Turkeypox virus

Virus classification
- (unranked): Virus
- Realm: Varidnaviria
- Kingdom: Bamfordvirae
- Phylum: Nucleocytoviricota
- Class: Pokkesviricetes
- Order: Chitovirales
- Family: Poxviridae
- Genus: Avipoxvirus
- Species: Avipoxvirus turkeypox

= Turkeypox virus =

Species of virus

Turkeypox virus is a virus of the family Poxviridae and the genus Avipoxvirus that causes turkeypox. It is one of the most common diseases in the wild turkey (Meleagris gallopavo) population. Turkeypox, like all avipoxviruses, is transmitted either through skin contact or by arthropods (typically mosquitos) acting as mechanical vectors.

Turkeypox virus was first reported in a turkey flock in New York by E.L. Burnett, and may be identified by nodular proliferative skin lesions on the non-feathered parts of the body and in the fibrino-necrotic and proliferative lesions in the mucous membrane of the upper respiratory tract.

== Viral classification ==
Turkeypox virus is a member of the family Poxviridae and is in the genus Avipoxvirus.
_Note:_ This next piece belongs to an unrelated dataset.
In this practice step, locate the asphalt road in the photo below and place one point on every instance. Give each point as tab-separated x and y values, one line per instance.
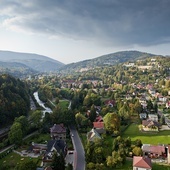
79	162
There are currently nine other species within this genus, all of which are viruses: Fowlpox, Juncopox, Mynahpox, Psittacinepox, Sparrowpox, Starlingpox, Pigeonpox, Canarypox, and Quailpox.

Avipoxvirus infections have been reported in over 232 bird species in 23 orders of birds, but most of our knowledge comes from the study of Fowlpox virus and Canarypox virus as they are the only species with full genome sequences available.

== Structure and genome ==
Turkeypox virus, like other Avipoxviruses, is an enveloped, double-stranded DNA virus with a large, linear genome of approximately 300 kilobytes in size. The central region of the genome contains at least 90–100 homologous genes that are involved in viral replication, and these genes are generally relatively conserved among poxviruses. This is in contrast to the more variable, terminally located genes that have been shown to encode a diverse array of proteins involved in host range restriction.

== Replication ==
Avipoxviruses follow the same replication cycle that all poxviruses use. Poxvirus is unique from other DNA viruses in respect to its locale of replication in the cell. Poxvirus replicates in the cytoplasm instead of the nucleus. This phenomenon is made possible by the fact that poxvirus encodes its own transcriptional machinery, so poxvirus uses only the host translational machinery to produce its mature virions.

=== Entry and initial uncoating ===

Poxvirus starts its replication cycle by attaching to host cell receptors. These receptors are thought to be glycosaminoglycan. Once attached the virus uncoats by first losing its outer membrane and then fusing with the cellular membrane so that its core particle containing the genome can be released into the cytoplasm.

=== Early transcription ===

Once in the cytoplasm poxvirus then starts to express early genes. These early genes are expressions are mediated by virally encoded transcriptional machinery that includes: a heterodimeric transcription factor (vETF), a seven-subunit RNA polymerase, the heterodimeric capping enzyme/ termination protein, and the heterodimeric poly(A) polymerase. Also important for transcription is a capsidated RNA helicase, and two NTPases. These early transcripts are released from the core and translated by host ribosomes.

==== Translocation ====

The viral core is now translocated to the outside of the cell nucleus.

==== Second uncoating ====
After these early genes are transcribed and translated there is a second uncoating step in which the rest of the genome is released and exposed to the previously produced replications proteins. The viral genome is now replicated as concatamers and transcription and translation of intermediate genes (mainly coding for transcription factors) occurs.

==== Late transcription ====
Late viral genes are now being transcribed (most encode for structural proteins, enzymes and transcriptions factors) and are then translated.

==== Assembly and release ====
The concatameric intermediates produced earlier are now resolved into double strand DNA and packaged in the late viral proteins to produce and immature virions (IV). The immature virions mature through an unknown mechanism that may involve processing by the Golgi apparatus in the cell. They are now mature virions that are release from the cell by either lysing the cell or budding out from the membrane. It is through budding that they acquire their envelope.

== Tropism ==
Avipoxviruses, like all viruses, is an obligate intracellular parasite. It uses host translational machinery to replicate its genome. Avipoxviruses only infect birds, particularly wild fowl, and in this case, wild turkey (Meleagris gallopavo). Avipoxviruses are not able to complete their replication in non-avian species. Transmission of avipoxvirus occurs through a mosquito vector.